Oui, une piste cyclable emprunte l’ancienne voie du Train des Pignes entre Le Lavandou et Pramousquier. Elle permet de relier plusieurs secteurs de plage sans reprendre constamment la voiture. Pour vous, c’est l’option la plus agréable hors des heures les plus chaudes.

Une arrivée qui change vite de décor

Dans le Var, l’accès passe par les routes du littoral, avec Bormes-les-Mimosas à proximité immédiate. La route vous mène du côté urbain de Hyères vers une côte plus étirée, où les plages ponctuent le trajet.

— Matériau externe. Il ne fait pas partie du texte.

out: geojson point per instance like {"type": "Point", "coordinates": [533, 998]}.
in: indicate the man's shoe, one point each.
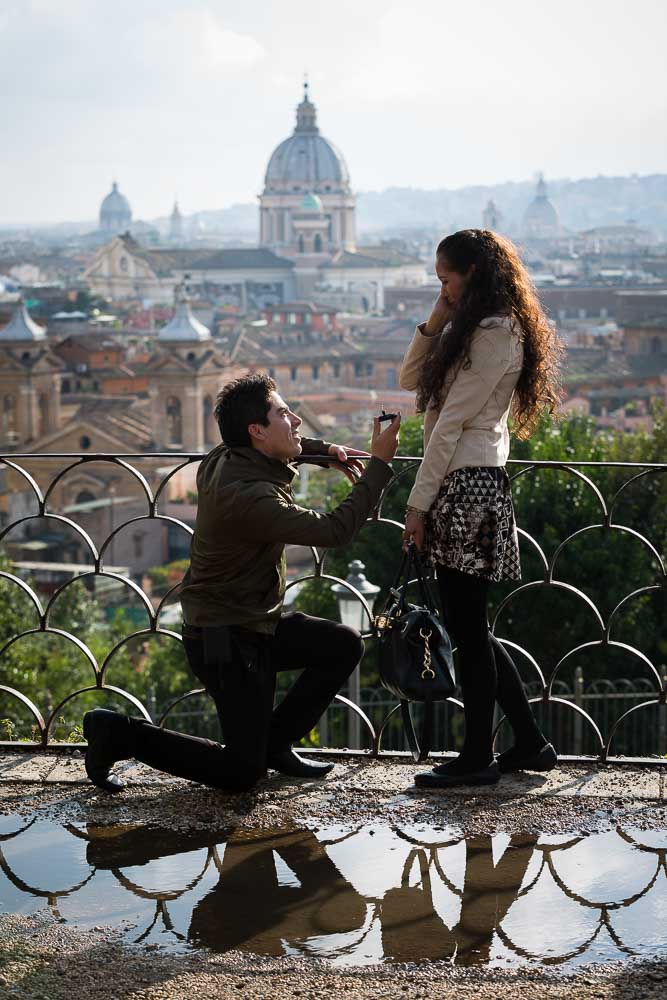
{"type": "Point", "coordinates": [288, 762]}
{"type": "Point", "coordinates": [489, 775]}
{"type": "Point", "coordinates": [515, 759]}
{"type": "Point", "coordinates": [102, 730]}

La saison d’été convient à ceux qui veulent vivre la station dans toute son énergie. En juillet et août, l’affluence est forte, surtout autour des zones les plus recherchées. Je privilégierais les extrémités du littoral et les débuts de journée, quand le sable garde encore une respiration.

Le Lavandou s’adresse aux voyageurs qui veulent mettre la baignade au centre de leur escapade, sans renoncer à une promenade portuaire ou à une sortie à vélo. Les départs maritimes vers les îles d’Hyères peuvent aussi prolonger la journée. Mais les douze plages suffisent déjà à remplir le regard.

Le Lavandou est-il seulement une destination de plage ?

Non. Le port, le quai Gabriel-Péri et la piste de l’ancienne voie ferrée offrent d’autres manières de parcourir la station. La mer reste partout proche, mais la journée peut alterner vélo, promenade et halte sur le sable.

Cette variété fait la différence.

À la fin de l’après-midi, la côte ne paraît plus tout à fait la même. Les baigneurs quittent l’eau, les façades prennent une couleur plus douce, et les îles d’Or restent en face. Douze plages, puis le large.